Question: Why are audit fees so expensive for Nonprofits?
Generally, audit fees are expensive for any entity. Complicating this is the fact that many small organizations don’t have a full understanding of the audit process and how it differs from a preparation engagement. On the surface, the output is seemingly the same. There is not much extra “paper” you receive from an audit compared to less expensive services. All the extra work for the CPA firm goes into their documentation and remains in the audit files of the firm. Those files will be “audited” during that firm’s Peer Review.
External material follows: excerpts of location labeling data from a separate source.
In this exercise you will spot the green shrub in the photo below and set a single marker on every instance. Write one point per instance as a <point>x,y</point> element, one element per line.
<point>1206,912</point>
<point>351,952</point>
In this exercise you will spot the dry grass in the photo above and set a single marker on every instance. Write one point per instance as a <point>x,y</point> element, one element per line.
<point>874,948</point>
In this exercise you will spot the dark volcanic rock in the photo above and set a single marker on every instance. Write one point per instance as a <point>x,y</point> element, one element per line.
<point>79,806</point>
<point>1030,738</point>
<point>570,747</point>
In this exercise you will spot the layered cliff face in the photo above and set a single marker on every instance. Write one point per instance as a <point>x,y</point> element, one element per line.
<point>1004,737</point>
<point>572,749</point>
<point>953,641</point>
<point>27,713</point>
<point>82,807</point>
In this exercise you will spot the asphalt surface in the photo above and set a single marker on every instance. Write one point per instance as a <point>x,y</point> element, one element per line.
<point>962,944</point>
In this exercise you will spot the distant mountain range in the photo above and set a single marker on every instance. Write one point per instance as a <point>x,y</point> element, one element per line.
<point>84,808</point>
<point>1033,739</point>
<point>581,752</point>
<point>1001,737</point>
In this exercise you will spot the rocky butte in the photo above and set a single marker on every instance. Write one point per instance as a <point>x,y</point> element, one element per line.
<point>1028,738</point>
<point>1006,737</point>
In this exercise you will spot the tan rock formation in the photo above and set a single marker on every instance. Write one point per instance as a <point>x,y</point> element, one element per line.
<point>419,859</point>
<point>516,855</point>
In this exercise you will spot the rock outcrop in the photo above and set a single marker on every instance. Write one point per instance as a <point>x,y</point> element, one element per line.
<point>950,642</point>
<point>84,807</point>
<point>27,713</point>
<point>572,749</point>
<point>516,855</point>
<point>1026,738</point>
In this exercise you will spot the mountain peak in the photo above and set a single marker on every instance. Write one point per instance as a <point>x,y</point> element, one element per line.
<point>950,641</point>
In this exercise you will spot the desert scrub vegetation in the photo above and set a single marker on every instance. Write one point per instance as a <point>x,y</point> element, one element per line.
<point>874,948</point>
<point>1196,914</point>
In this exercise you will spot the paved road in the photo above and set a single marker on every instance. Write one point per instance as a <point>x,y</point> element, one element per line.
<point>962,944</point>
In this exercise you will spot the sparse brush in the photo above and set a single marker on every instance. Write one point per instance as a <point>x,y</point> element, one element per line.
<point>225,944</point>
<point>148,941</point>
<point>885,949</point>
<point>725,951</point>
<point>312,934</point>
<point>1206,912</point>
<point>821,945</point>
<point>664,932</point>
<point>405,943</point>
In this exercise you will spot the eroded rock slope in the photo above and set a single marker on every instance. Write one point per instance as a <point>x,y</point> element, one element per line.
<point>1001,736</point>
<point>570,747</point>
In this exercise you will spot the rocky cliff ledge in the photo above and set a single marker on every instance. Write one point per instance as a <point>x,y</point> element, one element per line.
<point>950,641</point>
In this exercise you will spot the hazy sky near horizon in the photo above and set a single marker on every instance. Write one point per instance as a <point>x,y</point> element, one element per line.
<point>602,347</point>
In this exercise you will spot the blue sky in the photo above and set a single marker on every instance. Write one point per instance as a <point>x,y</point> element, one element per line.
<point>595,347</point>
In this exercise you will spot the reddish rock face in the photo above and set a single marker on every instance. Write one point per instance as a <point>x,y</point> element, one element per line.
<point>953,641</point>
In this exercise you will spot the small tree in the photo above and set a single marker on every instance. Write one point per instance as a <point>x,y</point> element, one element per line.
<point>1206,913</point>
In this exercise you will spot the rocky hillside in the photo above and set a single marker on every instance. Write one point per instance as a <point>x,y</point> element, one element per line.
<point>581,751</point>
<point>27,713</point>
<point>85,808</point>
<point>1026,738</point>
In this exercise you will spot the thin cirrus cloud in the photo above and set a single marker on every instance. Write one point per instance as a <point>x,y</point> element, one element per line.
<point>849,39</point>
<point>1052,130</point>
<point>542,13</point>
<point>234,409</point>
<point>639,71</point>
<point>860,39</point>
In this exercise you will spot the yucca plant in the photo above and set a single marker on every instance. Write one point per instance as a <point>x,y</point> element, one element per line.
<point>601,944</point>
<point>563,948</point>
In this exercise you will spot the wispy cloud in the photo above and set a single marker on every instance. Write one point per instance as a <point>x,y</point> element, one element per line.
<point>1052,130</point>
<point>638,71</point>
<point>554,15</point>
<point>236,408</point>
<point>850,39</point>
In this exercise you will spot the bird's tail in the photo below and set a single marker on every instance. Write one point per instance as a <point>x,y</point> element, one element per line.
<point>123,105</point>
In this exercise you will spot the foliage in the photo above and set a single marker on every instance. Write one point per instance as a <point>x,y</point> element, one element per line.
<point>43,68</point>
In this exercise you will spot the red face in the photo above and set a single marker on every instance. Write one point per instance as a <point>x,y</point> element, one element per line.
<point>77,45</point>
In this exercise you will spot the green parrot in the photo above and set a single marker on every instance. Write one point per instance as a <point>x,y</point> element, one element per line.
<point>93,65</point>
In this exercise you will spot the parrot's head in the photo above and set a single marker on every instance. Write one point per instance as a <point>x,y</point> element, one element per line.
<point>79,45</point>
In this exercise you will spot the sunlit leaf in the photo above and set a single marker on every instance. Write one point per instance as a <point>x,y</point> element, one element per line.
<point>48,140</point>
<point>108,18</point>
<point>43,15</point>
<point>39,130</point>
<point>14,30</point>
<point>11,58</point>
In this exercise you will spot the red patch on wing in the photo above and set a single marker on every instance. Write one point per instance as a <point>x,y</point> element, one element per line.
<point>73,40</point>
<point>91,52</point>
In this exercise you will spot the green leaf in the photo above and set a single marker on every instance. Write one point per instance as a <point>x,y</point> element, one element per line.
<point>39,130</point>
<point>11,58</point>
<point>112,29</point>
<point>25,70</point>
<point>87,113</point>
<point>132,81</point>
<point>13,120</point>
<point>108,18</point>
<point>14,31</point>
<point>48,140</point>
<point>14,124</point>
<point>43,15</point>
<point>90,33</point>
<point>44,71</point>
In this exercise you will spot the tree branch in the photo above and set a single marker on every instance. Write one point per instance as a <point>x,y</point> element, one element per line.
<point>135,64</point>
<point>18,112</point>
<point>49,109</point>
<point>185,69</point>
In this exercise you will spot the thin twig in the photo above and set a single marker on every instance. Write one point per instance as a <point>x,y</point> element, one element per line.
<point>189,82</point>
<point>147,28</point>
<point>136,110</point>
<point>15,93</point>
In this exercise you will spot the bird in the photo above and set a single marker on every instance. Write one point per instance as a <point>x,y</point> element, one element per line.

The extra piece of paper you do get, the audit opinion report, which proceeds the financial statements, has to be backed up by serious amounts of documentation . That is why it is the gold standard in the world of accounting and also why the Audit Report is relied on by your organization (i.e. your board), your donors, your grantors, your service recipients and state charity regulators. If you have not worked as an auditor for a peer reviewed CPA firm, it would be hard to understand the full audit process. For edification, I will point you to the popular blog of Charles Hall. You can read the blog here, Each entry is an education of what goes into the audit process “behind the scenes”. If you want to know more about the differences between Audit, Review and Compilation services, I will point you to this AICPA publication .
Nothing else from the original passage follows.